Congress sources, however, told The Hindu that Mr. Hooda “is in touch with all the leaders and is waiting for events to unfold”.

In fact, the Congress is looking at the positives from the first set of elections fought under Sonia Gandhi’s leadership after the 2019 Lok Sabha rout.

“The present results are a testimony to the maturity of voters in Maharashtra and Haryana that they sought to bring back some balance to the political discourse,” senior Congress leader Anand Sharma said at a press conference.

For the Congress, the results also seemed to have settled the recurrent Congress debate of “old guard versus new” as powerful State leaders in both Maharashtra and Haryana fared reasonably well.

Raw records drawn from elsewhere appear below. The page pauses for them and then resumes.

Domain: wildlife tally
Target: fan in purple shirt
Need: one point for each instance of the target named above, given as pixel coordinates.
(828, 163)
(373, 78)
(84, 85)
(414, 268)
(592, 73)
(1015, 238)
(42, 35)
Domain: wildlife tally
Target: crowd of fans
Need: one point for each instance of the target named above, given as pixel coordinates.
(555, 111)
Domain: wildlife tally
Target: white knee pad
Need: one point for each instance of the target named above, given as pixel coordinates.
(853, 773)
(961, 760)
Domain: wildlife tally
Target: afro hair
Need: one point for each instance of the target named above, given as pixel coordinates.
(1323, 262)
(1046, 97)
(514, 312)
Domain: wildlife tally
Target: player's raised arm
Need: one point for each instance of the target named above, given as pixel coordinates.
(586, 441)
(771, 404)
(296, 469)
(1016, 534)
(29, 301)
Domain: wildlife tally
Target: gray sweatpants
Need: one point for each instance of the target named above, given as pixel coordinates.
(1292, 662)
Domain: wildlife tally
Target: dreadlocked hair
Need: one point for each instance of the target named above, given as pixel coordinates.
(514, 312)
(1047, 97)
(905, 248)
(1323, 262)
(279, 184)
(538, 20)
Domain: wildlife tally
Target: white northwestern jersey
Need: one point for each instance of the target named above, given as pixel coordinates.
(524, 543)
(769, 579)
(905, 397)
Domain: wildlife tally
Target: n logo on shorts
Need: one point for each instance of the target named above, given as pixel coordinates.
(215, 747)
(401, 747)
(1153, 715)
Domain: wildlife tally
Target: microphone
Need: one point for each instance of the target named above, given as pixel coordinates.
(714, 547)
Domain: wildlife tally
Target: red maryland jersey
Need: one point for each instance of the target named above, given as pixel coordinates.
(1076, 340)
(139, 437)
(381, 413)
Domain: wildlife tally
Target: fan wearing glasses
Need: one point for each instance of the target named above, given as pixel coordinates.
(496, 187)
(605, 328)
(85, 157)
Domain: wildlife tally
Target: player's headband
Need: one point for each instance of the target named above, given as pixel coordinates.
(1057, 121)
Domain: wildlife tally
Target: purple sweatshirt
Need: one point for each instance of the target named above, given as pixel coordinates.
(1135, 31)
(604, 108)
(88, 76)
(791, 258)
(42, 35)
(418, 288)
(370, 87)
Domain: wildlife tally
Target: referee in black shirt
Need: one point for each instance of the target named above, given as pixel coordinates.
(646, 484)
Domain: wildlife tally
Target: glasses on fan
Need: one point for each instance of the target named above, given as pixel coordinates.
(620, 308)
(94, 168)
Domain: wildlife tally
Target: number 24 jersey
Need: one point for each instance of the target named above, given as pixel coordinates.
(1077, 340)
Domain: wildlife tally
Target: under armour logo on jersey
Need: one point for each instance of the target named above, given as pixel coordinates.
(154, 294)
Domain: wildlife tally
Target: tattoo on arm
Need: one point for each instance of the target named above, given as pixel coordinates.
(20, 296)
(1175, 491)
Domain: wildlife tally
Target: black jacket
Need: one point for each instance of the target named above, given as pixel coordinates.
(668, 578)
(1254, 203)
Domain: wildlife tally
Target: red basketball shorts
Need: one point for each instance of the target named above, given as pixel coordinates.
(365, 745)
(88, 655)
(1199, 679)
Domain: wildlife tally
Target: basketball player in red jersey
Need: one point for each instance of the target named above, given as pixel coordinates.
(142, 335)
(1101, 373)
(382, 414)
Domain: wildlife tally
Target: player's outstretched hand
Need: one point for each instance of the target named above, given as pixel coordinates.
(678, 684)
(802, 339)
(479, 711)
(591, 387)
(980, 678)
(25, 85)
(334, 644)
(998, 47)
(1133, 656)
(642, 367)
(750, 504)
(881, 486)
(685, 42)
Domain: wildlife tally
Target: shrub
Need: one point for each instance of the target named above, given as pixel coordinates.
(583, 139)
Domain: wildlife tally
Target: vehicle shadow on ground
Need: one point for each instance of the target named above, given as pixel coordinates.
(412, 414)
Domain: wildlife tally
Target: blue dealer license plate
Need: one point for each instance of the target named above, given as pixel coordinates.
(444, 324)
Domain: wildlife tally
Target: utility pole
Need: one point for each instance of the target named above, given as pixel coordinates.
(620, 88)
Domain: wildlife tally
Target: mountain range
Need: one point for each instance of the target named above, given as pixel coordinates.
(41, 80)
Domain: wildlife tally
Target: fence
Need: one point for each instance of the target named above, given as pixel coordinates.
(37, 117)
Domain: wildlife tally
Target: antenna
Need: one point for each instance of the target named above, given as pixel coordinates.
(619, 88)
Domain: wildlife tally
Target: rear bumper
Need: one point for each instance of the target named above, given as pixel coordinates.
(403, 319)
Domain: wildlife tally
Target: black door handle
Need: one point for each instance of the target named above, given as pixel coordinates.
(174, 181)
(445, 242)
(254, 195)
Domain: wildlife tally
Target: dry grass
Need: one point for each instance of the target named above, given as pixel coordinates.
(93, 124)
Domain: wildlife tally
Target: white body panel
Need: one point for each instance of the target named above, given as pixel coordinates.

Despite large-scale defections from the Congress-NCP alliance in Maharashtra in anticipation of a BJP landslide, the Opposition alliance managed to win over 100 seats. The Opposition campaign was largely driven by NCP chief Sharad Pawar, aided by State Congress leaders including Prithviraj Chavan, Ashok Chavan and Balasaheb Thorat.

Former Congress chief Rahul Gandhi, who had gone on a four day spiritual trip in the middle of campaigning, addressed only five or six rallies in Maharashtra.

In Haryana, Mr. Hooda, who was on the verge of quitting the Congress after being sidelined by Mr. Gandhi who had appointed Dalit leader Ashok Tanwar as Haryana Congress chief, not only made a dramatic comeback but brought the party back into the reckoning.

“Maybe we were a bit late in making organisational changes but despite that we made huge gains,” Mr. Sharma said, when asked if the Congress delayed giving party responsibility to Mr. Hooda.

“Quiet patriotism can defeat muscular nationalism,” former finance minister P. Chidambaram, who is lodged in Tihar jail, told reporters during a court appearance.